05 SIEMS FRAMEWORK: OPEN SOURCE MULTISIEM PYTHON ATTACK FRAMEWORK

Claudio Caracciolo
Eleven Paths
Argentina

SIEMs are defensive tools increasingly used in information security, especially in large companies and regulated companies to monitor critical networks and devices. However, from the standpoint of the attacker, the permissions that the SIEMs have on the devices and accounts of a corporate network are very broad. Administrative access to a SIEM can be used to obtain code execution in the server where the SIEM is installed, and, in some cases, also in the ‘client’ equipment from which the SIEM collects events, such as Active Directory servers, Databases, and network devices like Firewalls and Routers.
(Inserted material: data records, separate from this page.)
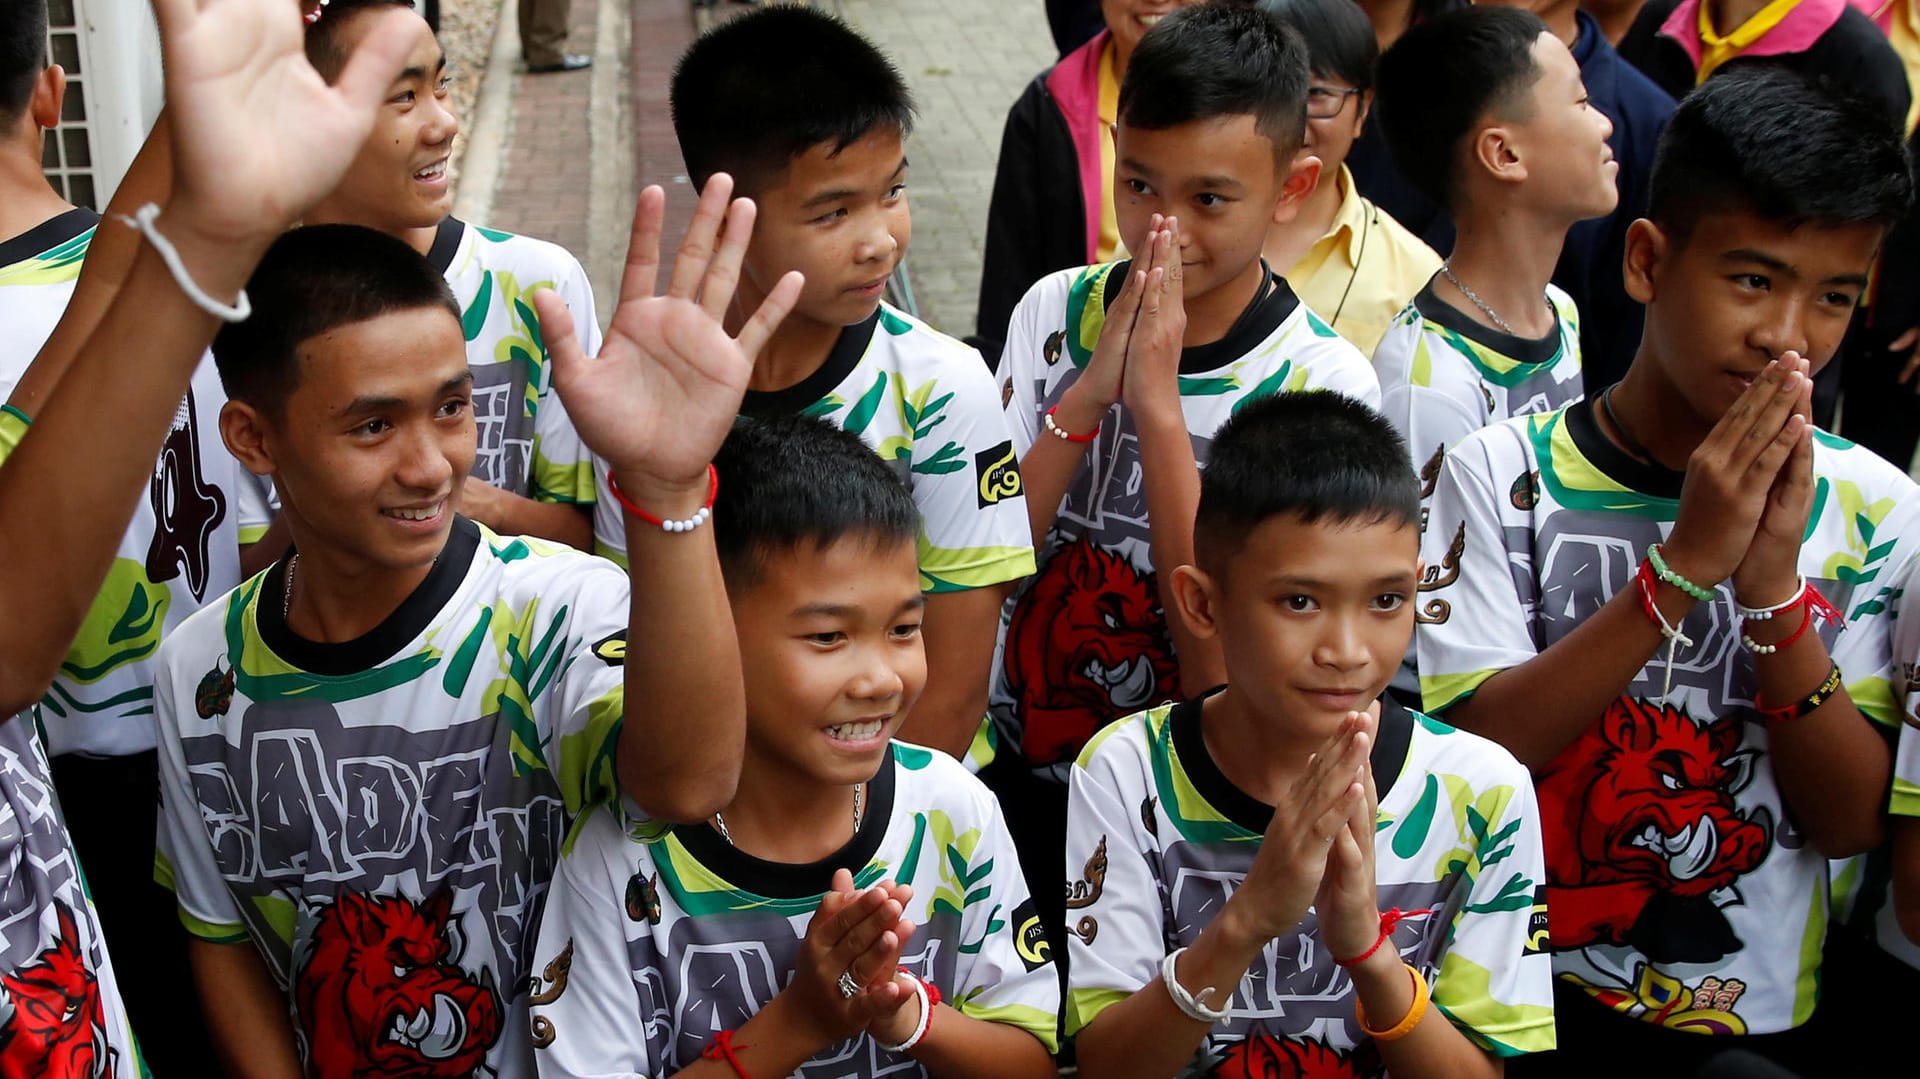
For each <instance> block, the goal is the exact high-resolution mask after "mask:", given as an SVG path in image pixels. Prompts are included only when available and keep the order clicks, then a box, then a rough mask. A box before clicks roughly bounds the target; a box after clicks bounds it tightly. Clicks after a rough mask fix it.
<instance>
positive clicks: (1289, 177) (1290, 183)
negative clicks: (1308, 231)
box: [1273, 152, 1332, 225]
mask: <svg viewBox="0 0 1920 1079" xmlns="http://www.w3.org/2000/svg"><path fill="white" fill-rule="evenodd" d="M1321 173H1325V167H1323V165H1321V159H1319V156H1315V154H1308V152H1300V154H1294V159H1292V161H1290V163H1288V165H1286V177H1283V179H1281V200H1279V202H1277V204H1273V223H1275V225H1286V223H1288V221H1292V219H1294V217H1298V215H1300V207H1302V205H1306V202H1308V196H1309V194H1313V188H1317V186H1319V182H1321ZM1327 182H1332V177H1327Z"/></svg>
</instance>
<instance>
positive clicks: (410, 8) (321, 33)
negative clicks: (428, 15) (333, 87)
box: [301, 0, 413, 83]
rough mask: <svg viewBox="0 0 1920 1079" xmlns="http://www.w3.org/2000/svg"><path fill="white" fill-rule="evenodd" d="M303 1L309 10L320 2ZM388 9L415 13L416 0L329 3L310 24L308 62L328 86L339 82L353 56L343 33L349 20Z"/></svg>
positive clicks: (308, 41) (338, 0)
mask: <svg viewBox="0 0 1920 1079" xmlns="http://www.w3.org/2000/svg"><path fill="white" fill-rule="evenodd" d="M301 2H303V4H307V8H309V10H313V6H315V4H317V0H301ZM386 8H405V10H409V12H411V10H413V0H328V4H326V6H324V8H319V12H321V17H319V19H315V21H311V23H307V63H311V65H313V69H315V71H319V73H321V77H323V79H326V81H328V83H332V81H334V79H338V77H340V71H342V69H344V67H346V65H348V56H351V50H348V48H346V44H344V42H342V31H344V29H346V25H348V21H351V17H353V15H355V13H359V12H378V10H386Z"/></svg>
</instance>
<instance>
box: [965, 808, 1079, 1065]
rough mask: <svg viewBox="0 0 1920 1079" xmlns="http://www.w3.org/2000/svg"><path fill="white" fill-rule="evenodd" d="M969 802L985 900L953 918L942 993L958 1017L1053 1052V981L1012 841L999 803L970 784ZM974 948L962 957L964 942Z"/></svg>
mask: <svg viewBox="0 0 1920 1079" xmlns="http://www.w3.org/2000/svg"><path fill="white" fill-rule="evenodd" d="M975 803H977V810H979V814H981V818H983V820H985V826H983V829H981V847H979V849H975V864H979V866H987V895H985V897H981V899H973V895H972V893H970V895H968V897H966V900H968V902H966V910H964V914H962V920H960V937H962V945H960V962H958V966H956V970H954V977H956V979H958V985H954V987H952V993H950V995H948V1004H952V1006H954V1008H956V1010H958V1012H960V1014H964V1016H970V1018H973V1019H985V1021H989V1023H1008V1025H1014V1027H1020V1029H1023V1031H1027V1033H1029V1035H1033V1037H1037V1039H1041V1044H1044V1046H1046V1052H1056V1050H1058V1048H1060V1046H1058V1021H1060V977H1058V973H1056V968H1054V964H1052V962H1050V958H1048V954H1046V950H1044V947H1046V945H1044V935H1043V931H1041V922H1039V914H1037V910H1035V904H1033V897H1031V895H1027V879H1025V877H1023V875H1021V872H1020V854H1018V852H1016V851H1014V837H1012V833H1010V831H1008V829H1006V818H1002V816H1000V803H998V801H996V799H995V797H993V795H991V793H989V791H987V787H985V785H979V783H975ZM973 941H979V947H977V948H975V950H972V954H970V952H968V947H970V943H973Z"/></svg>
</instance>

During our investigation, we detected many attack vectors that could be used in different SIEMs to compromise them, such as: obtaining the user accounts and passwords of critical equipment stored in the SIEM (LDAP/AD servers, databases, network devices, generally accounts with administrative permissions), developing and installing malicious applications such as a bind shell or a reverse shell to compromise the server where the SIEM is installed, or send malicious applications to compromise the devices from which the SIEM collects the events, performing a brute force attack on the SIEM web interface, reading arbitrary files from the server where the SIEM is installed, using log events as intelligence source. Based on the results of this research, we developed an open source tool in Python: SIEMs Framework that allows to automate the mentioned attacks, both in commercial and open source SIEMs.